Jeudi, ils ont tenté un coup de force en se rendant à pied devant le ministère des Transports, puis devant l'hôtel Matignon dans l'espoir d'être reçus par Manuel Valls et enfin devant l'Elysée, en début de soirée, où une personne leur a seulement été envoyée pour recueillir leurs doléances.

L'intersyndicale avait, en début de journée, demandé "que le gouvernement sorte de sa réserve et annonce immédiatement la suspension de toutes les aides publiques aux entreprises du secteur d'activité, retournant ainsi le rapport de forces".

FRAPPES CHIRURGICALES

L'absence de la CFDT, qui avait vite quitté les discussions, a pesé lourd dans ces réponses. Elle a aussi compté dans la perte de vigueur de la contestation même si le principal syndicat avait peiné lui aussi à mobiliser seul en décembre.

Mercredi, les organisations patronales avaient refusé de participer à une réunion prévue jeudi en l'absence "d'élément nouveau" après l'échec des premiers rendez-vous.

Dans un communiqué, la CFDT explique son appel à la grève comme "la conséquence directe du refus de négocier les revalorisations salariales par les organisations patronales" et précise que les modalités d'actions seront détaillées vendredi.

Selon une source proche du dossier, les patrons ont refusé la négociation parce que seuls les permanents syndicaux participaient aux blocages et barrages organisés à l'appel de l'intersyndicale.

Le retour de la CFDT dans le jeu pourrait changer la donne. Une autre source au fait des discussions disait jeudi soir y voir un point de bascule susceptible de ramener la FNTR, première organisation patronale, à la table des discussions.

L'intersyndicale, elle, dit rester mobilisée. "Il y avait des actions prévues demain (vendredi), elles auront lieu", a dit Jérôme Vérité, de la CGT, qui veut viser des lieux symboliques.
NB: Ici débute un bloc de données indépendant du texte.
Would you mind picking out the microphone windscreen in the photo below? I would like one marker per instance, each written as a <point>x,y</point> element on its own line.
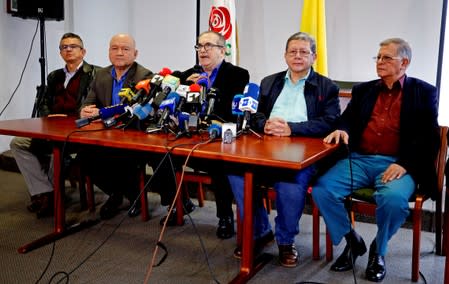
<point>251,90</point>
<point>165,71</point>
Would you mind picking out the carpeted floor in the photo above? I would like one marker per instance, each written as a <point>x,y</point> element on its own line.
<point>120,250</point>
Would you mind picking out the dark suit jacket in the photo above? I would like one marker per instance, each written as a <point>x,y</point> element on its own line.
<point>323,105</point>
<point>419,131</point>
<point>100,92</point>
<point>56,77</point>
<point>230,80</point>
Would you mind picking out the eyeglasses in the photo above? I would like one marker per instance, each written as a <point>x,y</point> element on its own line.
<point>69,46</point>
<point>302,53</point>
<point>385,58</point>
<point>208,46</point>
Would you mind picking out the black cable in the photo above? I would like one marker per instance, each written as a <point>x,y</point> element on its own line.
<point>23,71</point>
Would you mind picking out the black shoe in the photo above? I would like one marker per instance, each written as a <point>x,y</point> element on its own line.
<point>225,228</point>
<point>188,208</point>
<point>376,270</point>
<point>111,207</point>
<point>259,245</point>
<point>135,210</point>
<point>355,247</point>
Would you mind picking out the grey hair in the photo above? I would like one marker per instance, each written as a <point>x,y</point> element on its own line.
<point>404,50</point>
<point>304,37</point>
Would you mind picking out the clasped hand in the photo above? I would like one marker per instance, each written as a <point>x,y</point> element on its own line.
<point>277,126</point>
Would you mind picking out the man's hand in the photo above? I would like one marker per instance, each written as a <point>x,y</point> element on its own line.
<point>336,136</point>
<point>394,171</point>
<point>89,111</point>
<point>277,126</point>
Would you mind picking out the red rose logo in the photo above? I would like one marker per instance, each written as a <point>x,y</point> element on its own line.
<point>220,21</point>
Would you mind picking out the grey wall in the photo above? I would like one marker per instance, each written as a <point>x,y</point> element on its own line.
<point>165,35</point>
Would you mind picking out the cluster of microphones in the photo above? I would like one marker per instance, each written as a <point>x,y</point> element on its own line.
<point>163,103</point>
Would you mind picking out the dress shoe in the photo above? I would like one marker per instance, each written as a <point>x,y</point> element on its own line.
<point>134,211</point>
<point>354,248</point>
<point>225,228</point>
<point>376,270</point>
<point>288,255</point>
<point>188,208</point>
<point>259,245</point>
<point>37,201</point>
<point>47,205</point>
<point>111,207</point>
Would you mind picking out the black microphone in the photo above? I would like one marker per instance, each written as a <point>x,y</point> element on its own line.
<point>212,97</point>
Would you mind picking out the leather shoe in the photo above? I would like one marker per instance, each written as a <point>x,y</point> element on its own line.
<point>111,207</point>
<point>355,247</point>
<point>225,228</point>
<point>46,208</point>
<point>188,208</point>
<point>376,270</point>
<point>288,255</point>
<point>259,244</point>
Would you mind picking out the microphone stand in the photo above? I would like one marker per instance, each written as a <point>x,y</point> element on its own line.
<point>40,89</point>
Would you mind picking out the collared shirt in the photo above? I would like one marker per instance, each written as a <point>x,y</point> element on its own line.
<point>69,75</point>
<point>291,103</point>
<point>381,135</point>
<point>117,85</point>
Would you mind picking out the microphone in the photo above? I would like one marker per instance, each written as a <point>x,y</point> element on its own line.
<point>212,97</point>
<point>169,84</point>
<point>169,107</point>
<point>155,87</point>
<point>214,130</point>
<point>143,88</point>
<point>103,114</point>
<point>236,111</point>
<point>183,120</point>
<point>249,103</point>
<point>126,95</point>
<point>121,118</point>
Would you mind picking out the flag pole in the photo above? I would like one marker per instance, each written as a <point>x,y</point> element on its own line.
<point>198,4</point>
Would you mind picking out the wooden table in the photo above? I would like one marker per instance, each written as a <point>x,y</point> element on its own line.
<point>290,153</point>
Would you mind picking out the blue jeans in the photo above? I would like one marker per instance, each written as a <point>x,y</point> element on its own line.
<point>391,198</point>
<point>290,201</point>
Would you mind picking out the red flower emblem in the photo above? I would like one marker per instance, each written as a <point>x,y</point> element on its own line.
<point>220,21</point>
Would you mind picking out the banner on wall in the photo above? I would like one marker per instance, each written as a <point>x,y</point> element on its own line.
<point>222,20</point>
<point>313,22</point>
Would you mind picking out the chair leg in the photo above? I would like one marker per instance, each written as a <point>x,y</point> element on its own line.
<point>315,231</point>
<point>416,238</point>
<point>329,247</point>
<point>200,195</point>
<point>145,216</point>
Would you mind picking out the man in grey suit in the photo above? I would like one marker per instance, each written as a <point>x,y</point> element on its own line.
<point>113,170</point>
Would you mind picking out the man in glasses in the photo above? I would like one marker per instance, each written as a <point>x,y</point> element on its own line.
<point>294,102</point>
<point>229,80</point>
<point>391,130</point>
<point>101,163</point>
<point>66,89</point>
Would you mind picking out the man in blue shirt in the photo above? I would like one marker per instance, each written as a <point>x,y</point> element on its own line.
<point>295,102</point>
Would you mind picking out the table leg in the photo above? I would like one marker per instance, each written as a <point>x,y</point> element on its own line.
<point>249,265</point>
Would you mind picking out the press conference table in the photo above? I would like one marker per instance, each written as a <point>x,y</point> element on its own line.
<point>250,152</point>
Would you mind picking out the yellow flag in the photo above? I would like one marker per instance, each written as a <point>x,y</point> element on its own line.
<point>222,20</point>
<point>313,22</point>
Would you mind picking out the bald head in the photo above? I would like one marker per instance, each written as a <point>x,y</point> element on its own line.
<point>122,51</point>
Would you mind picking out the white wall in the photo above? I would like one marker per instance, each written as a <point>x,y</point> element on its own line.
<point>165,35</point>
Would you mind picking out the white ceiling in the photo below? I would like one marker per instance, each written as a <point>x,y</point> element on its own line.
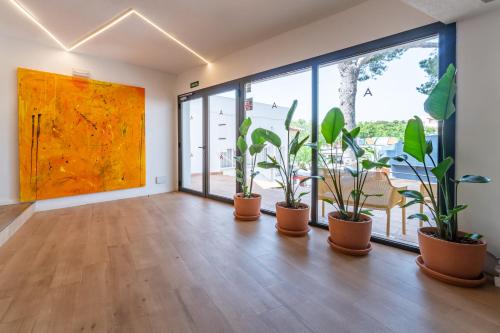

"La situation nous amène à revoir nos formes d'action. A partir de dimanche soir, lundi, le conflit continue et on va passer à ce que j'appelle des 'frappes plus chirurgicales', en espérant que cela ramène les patrons à la négociation."

Les syndicats de routiers dénoncent une "smicardisation" de leur métier mais les organisations patronales jugent irréalisable d'accéder à leurs revendications, invoquant la faible croissance en France et la concurrence internationale.